Let’s start simple. Consider a sedimentary source-to-sink system with erosional uplands (sediment production) connected to depositional lowlands and/or marine basin (sediment accumulation). A tectonic or climatic change can change the rate of sediment production in the uplands that is potentially recorded down-system as a change in deposition. The morphology and length-scales of the system play a huge role in the behavior, which, in turn affects how (or if) that up-system signal is ‘preserved.’

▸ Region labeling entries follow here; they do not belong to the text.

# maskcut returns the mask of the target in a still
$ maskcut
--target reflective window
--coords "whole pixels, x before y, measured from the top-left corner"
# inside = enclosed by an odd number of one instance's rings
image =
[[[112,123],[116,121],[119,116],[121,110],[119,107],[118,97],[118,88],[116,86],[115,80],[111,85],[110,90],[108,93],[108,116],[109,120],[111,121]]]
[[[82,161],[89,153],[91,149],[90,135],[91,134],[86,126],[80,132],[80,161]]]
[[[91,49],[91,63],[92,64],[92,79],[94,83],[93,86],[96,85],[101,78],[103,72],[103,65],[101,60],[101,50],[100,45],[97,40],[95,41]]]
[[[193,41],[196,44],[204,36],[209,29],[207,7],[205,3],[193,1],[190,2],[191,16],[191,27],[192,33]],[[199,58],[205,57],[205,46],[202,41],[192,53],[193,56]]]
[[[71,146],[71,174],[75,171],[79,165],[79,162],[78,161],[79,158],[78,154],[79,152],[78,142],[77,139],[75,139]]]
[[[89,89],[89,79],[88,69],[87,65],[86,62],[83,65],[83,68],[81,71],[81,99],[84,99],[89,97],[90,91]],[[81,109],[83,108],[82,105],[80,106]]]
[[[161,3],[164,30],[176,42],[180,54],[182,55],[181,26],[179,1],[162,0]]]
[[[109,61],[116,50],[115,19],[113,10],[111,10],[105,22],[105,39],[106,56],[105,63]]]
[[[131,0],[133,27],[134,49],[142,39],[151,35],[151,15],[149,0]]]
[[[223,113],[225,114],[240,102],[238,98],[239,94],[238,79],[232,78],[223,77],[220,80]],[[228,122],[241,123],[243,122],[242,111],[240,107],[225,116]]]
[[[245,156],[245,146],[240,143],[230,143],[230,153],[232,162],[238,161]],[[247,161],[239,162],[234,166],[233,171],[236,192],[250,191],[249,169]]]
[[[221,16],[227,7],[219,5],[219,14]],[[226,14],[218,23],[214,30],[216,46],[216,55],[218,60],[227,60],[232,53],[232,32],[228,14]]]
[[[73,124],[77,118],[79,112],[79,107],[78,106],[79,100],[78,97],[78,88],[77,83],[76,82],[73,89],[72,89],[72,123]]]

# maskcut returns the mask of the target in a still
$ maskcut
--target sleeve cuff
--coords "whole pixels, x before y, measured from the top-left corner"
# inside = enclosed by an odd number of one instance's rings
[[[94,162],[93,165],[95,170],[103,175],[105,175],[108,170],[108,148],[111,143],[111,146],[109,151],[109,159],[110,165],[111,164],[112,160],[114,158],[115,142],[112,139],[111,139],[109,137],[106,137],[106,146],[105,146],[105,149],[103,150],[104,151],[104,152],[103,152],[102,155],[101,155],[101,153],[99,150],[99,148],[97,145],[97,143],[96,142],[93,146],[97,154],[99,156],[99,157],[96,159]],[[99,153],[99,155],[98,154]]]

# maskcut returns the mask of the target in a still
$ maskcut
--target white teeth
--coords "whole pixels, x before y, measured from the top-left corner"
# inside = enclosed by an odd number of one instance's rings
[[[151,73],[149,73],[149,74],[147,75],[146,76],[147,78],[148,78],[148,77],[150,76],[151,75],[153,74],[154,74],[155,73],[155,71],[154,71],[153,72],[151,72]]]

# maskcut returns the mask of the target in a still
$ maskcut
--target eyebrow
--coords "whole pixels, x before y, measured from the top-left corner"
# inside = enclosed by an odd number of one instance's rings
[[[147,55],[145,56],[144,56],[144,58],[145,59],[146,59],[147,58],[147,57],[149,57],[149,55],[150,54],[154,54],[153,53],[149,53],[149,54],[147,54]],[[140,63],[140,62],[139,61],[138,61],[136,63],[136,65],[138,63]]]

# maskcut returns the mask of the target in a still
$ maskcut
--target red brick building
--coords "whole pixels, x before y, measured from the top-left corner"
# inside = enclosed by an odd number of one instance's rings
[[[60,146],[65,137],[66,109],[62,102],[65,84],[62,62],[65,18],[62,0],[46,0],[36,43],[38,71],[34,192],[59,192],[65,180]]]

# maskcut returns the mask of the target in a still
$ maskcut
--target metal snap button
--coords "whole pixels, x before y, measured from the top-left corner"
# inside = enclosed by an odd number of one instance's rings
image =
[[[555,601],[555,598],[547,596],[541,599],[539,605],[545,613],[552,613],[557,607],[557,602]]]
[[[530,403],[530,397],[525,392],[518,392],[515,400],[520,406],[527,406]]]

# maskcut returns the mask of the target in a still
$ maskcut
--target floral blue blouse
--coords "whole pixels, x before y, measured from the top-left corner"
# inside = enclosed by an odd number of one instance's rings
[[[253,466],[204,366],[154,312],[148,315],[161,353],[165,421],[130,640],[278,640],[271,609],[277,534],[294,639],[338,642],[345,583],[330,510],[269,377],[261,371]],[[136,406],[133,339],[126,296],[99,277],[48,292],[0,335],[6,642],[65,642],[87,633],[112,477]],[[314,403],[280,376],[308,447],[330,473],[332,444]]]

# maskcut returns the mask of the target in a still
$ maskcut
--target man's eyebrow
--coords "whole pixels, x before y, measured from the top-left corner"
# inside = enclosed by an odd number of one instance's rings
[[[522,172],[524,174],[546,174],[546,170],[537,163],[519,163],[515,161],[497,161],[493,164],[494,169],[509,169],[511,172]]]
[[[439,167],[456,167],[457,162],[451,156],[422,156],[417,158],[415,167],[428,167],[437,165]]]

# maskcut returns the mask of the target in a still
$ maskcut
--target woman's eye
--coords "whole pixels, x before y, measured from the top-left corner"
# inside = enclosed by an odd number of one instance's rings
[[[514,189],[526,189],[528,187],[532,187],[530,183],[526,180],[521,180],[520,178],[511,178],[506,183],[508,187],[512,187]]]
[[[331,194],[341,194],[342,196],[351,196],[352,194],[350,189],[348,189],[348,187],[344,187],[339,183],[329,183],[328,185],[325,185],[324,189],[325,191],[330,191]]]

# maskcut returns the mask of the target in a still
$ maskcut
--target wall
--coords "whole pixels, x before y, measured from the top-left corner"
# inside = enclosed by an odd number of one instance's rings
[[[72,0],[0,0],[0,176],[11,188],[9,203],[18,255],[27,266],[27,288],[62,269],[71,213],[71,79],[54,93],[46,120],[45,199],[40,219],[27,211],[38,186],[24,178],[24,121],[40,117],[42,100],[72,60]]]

As analogy, consider human-made debris basins. These structures, common in steep and tectonically active mountains such as the west coast of North America, are designed to mitigate debris-flow hazards on communities built on slopes that are prone to mass failure, especially during precipitation events. Debris basins are positioned on failure-prone slopes above concentrated population and/or infrastructure and designed to capture newly liberated sediment as it flows down slope, preventing that sediment from being transferred further down slope where potential damage and/or injury could occur.

Charles Creek Debris Basin, British Columbia, Canada; photo courtesy of B.C. Ministry of Transportation and Infrastructure’s Flickr page

Essentially, these basins are localized sinks that store sediment, thus preventing the signal (in this case, a rain storm) from propagating down system as a mass-wasting event. However, if the magnitude of the event exceeds the storage capacity of the sink, part of the signal will propagate down system anyway. For example, if the volume of liberated material exceeds the volume the debris basin can hold, the excess mass would bypass the basin after it fills to capacity. For debris basins to be effective they must be emptied following an event such that the storage capacity is returned to its maximum. So, in addition, time and the accumulation of multiple events plays a critical role in system behavior. For example, the sediment volume released from a single rain storm may only be enough to fill a debris basin to 10% its capacity. But, material from >10 storms of similar magnitude, if not removed, would effectively erase the signal-stopping action of the basin, which would allow future events (signals) to propagate down system.

What is exciting (and quite daunting) is applying these concepts to much larger length-scales and much longer timescales. Over longer and longer time periods the only evidence remaining of these mass-transfer dynamics is the stratigraphic record.

See this post from FOP about debris basins. And, if you haven’t already, read John McPhee’s “The Control of Nature,” which has a section about debris flows in the San Gabriel Mtns of southern California.